Basically: non-tech savvy people watch 14 hours of TV a week with tech people watching 1.5 - 3.2 hours less. However, they do not change their radio, video game or newspaper habits. Conclusion: the Internet is absolutely killing off TV (albeit slowly) while leaving other media unscathed.

Now if only we can get used to our new nickname “tenured nomadic networkers.” We think BigBrainBoys has a better ring to it, don’t you?


BitTorrent In Negotiations with Hollywood Studios, MPAA

08/03/2005 - 01:06 PM >> , ,

Bram Cohen, inventor of BitTorrent (the software that you use to pirate movies unless you have been living under a rock) is in secret negotiations with two unnamed Hollywood studios and the MPAA mothership herself:

``There is a whole new market that’s being developed with filtering tools, ways of allowing these technologies to develop while preventing copyright infringement,’’ said Dean Garfield, the MPAA’s legal affairs director. ``We’re hopeful that Bram will be a partner in moving BitTorrent in that direction.’’

Negotiations between the MPAA and BitTorrent are continuing, talks that Cohen characterizing as `friendly.’’ BitTorrent is also in discussions with two studios he declined to identify.

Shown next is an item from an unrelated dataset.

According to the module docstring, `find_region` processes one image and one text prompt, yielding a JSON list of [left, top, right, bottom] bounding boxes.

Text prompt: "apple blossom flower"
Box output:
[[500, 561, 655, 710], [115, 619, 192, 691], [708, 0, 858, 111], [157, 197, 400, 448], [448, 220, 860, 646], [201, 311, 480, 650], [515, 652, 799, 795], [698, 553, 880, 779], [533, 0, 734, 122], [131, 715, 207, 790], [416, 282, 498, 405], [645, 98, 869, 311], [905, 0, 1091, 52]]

The article is a curious PR puff-piece because it attempts to portray the recent Supreme Court “Grokster” ruling as working in BitTorrent’s favor. For those of you who are not asleep at the wheel, the recent Grokster ruling said the following:

“For the same reasons that Sony took the staple-article doctrine of patent law as a model for its copyright safe-harbor rule, the inducement rule, too, is a sensible one for copyright. We adopt it here, holding that one who distributes a device with the object of promoting its use to infringe copyright, as shown by clear expression or other affirmative steps taken to foster infringement, is liable for the resulting acts of infringement by third parties.”

Translation: if we can prove your P2P software is used for piracy, then we can sue your ass out of existence. At this point, BitTorrent has probably jumped the shark. We wish Bram well but we just can’t picture him meshing well with studio-types. He’d show up at the parties and everything would get kind of awkward…


Yet Another Boring Award

08/03/2005 - 01:06 PM >> , ,

Heard of the Yammys? Of course not, its the awards that Yahoo! is giving up to user uploaded videos. Their five categories are:

Road Trips:
Fun vacation moments from near and far.

Office Humor:
Pranks, skits, and other office hijinks.*

Bloopers:
Send us your DOH moment!

Pets:
We want to see what Fluffy can do.

I Can’t Believe It ! (Misc):
It doesn’t fit into any of these categories, but you think we just gotta see it.

Sounds real promising. I can’t wait to watch these instead of the stupid Oscars.